Anti-cancer drugs Flashcards
Log Kill hypothesis?
Action of chemo follows 1st order kinetics - a given dose of chemo kills a constant FRACTION of available tumor cells. Repeated doses of chemo agents are needed to be administered.
[administer chemo to prevent tumor cell number to reach 10^9 - 10^12]
Common adverse effects of chemo tx?
- Nausea and vomiting (treated with 5HT3 blockers [ex. ondansetron] and NK1 inhibitors).
- Stomatitis
- Alopecia
- Myelosuppression (Filgrastim [G-CSF stimulator] is used to treat neutropenia).
Categorize chemotherapeutic agents into strong, moderate and mild myelosuppression?
Strong - Cytarabine, alkylating agents, doxorubicin, Daunorubicin, Vinblastin
Moderate - Carboplatin, methotrexate, 5-FU
Mild - Bleomycin, Vincristine, asparaginase [use in pt who is already at risk of developing myelosuppression]
Specific AE of Doxorubicin, Cyclophosphamide, Ifosphamide, bleomycin?
Doxorubicin - cardiotoxicity
Cyclophosphamide and Ifosphamide - hemorrhagic cystitis
Bleomycin - pulmonary fibrosis
Use of what agents most commonly leads to treatment-induced neoplasms?
alkylating agents
What drugs can be used to rescue bone marrow, reduce hemorrhagic cystitis, reduce anthracycline-induced cardiotoxicity, reverse neutropenia and reduce renal toxicity caused by cisplatin?

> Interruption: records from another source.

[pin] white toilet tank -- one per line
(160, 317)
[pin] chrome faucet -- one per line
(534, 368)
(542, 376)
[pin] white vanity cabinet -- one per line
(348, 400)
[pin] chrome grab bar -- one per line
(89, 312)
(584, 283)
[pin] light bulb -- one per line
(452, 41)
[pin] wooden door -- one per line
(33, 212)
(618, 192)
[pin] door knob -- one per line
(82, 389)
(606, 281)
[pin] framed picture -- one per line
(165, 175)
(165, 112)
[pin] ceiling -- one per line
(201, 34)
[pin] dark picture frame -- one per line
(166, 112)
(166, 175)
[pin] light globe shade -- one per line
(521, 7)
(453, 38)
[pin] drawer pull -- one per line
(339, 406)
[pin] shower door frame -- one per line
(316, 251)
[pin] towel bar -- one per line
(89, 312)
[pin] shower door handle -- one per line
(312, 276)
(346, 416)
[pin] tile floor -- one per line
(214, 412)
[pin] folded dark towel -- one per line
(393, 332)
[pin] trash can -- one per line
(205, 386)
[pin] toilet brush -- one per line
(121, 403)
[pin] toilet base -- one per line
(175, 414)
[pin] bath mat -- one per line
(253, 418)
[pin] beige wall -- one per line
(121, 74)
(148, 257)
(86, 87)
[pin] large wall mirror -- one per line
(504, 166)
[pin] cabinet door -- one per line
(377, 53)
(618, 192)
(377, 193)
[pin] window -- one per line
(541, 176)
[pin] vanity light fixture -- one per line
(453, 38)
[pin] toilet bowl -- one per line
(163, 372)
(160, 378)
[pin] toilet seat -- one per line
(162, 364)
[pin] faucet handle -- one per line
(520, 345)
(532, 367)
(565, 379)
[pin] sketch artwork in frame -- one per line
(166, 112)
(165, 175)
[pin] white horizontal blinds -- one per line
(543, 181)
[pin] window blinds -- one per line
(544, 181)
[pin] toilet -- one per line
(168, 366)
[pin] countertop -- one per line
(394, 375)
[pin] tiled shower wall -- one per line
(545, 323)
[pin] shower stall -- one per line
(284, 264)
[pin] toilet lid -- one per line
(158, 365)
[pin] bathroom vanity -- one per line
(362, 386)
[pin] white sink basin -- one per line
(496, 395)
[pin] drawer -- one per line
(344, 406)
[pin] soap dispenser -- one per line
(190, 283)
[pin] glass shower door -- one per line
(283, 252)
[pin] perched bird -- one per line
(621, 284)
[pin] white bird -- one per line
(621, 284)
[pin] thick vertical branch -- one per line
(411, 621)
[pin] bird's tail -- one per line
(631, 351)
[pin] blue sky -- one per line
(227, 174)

- Leucovorin rescues bone marrow from methotrexate.
- Mesna reduces hemorrhagic cystitis caused by cyclophosphamide and ifosfamide.
- Dexrazoxane reduces anthracycline-induced cardiotoxicity.
- Filgrastim reverses neutropenia caused by many anticancer agents.
- Amifostine is a cytoprotective agent that reduces renal toxicity caused by cisplatin.
Primary vs acquired resistance?
Primary - no response to drug on 1st exposure
Acquired - single drug resistance (increased expression of one or more genes) or multidrug resistance (resistance emerges to several different drugs after exposure to a single agent)
cell cycle specific vs cell cycle nonspecific drugs?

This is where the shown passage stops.